Right fit instead: DuckDB, ClickHouse, DataFusion, Trino, Postgres, or any RDBMS. If you want SQL-driven transformation over files, DuckDB is the closest single-binary alternative to Clinker for the cases where SQL is the right surface.

Not a connector marketplace

Clinker ships with a deliberately small set of source and sink types: CSV, JSON, XML, fixed-width files in the current release; finite-cursor REST and SQL sources on the roadmap. There is no plugin registry, no third-party connector store, no SaaS-API catalog.

Out of scope:

  • Hundreds of pre-built SaaS integrations (Salesforce, HubSpot, Stripe, etc.).
  • A central registry of community-maintained connectors.
  • Schema discovery against arbitrary external APIs.
  • Change-data-capture (CDC) sources.

Right fit instead: Airbyte, Fivetran, Stitch, Singer with its tap ecosystem, dlt (data load tool).

Not a streaming-CDC engine

Clinker treats each pipeline run as a fresh, finite pass over the input. It does not maintain a persistent log of source changes, does not replicate row-level changes from a database, and does not produce an append-only stream of inserts / updates / deletes.

Out of scope:

  • Postgres logical replication subscriptions.
  • MySQL binlog tailing.
  • Debezium-style CDC stream production.
  • Maintaining a target database in continuous sync with a source.

Right fit instead: Debezium, Maxwell, AWS DMS, Striim, Estuary Flow, or vendor-native CDC like Snowflake Streams.

What Clinker is

For the positive framing, see the Introduction and Key Concepts.
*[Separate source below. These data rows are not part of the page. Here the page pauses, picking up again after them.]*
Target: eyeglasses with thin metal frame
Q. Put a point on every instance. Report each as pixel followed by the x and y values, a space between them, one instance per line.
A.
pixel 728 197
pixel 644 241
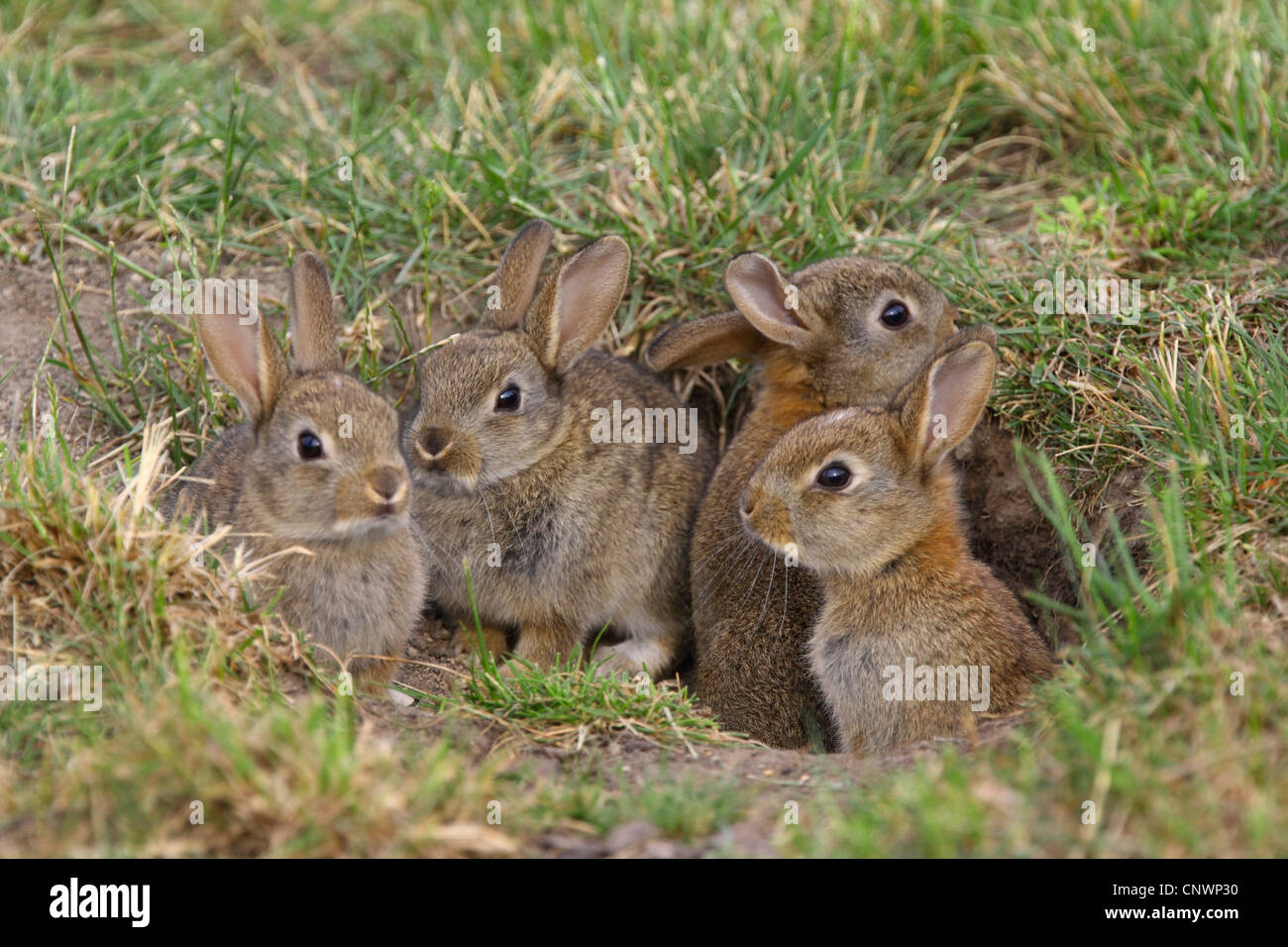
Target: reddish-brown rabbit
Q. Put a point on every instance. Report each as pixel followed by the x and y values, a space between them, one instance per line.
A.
pixel 842 331
pixel 914 635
The short version:

  • A pure-Rust, single-binary, bounded-memory batch DAG executor for finite file and finite-cursor inputs.
  • Per-record evaluation through a directed acyclic graph of Source, Transform, Aggregate, Route, Merge, Combine, Output, and Composition nodes.
  • Pipelines declared in YAML, transformation logic written in CXL (a custom per-record expression language).
  • One process, finite job, EOF-then-exit. Disk spill under memory pressure rather than OOM.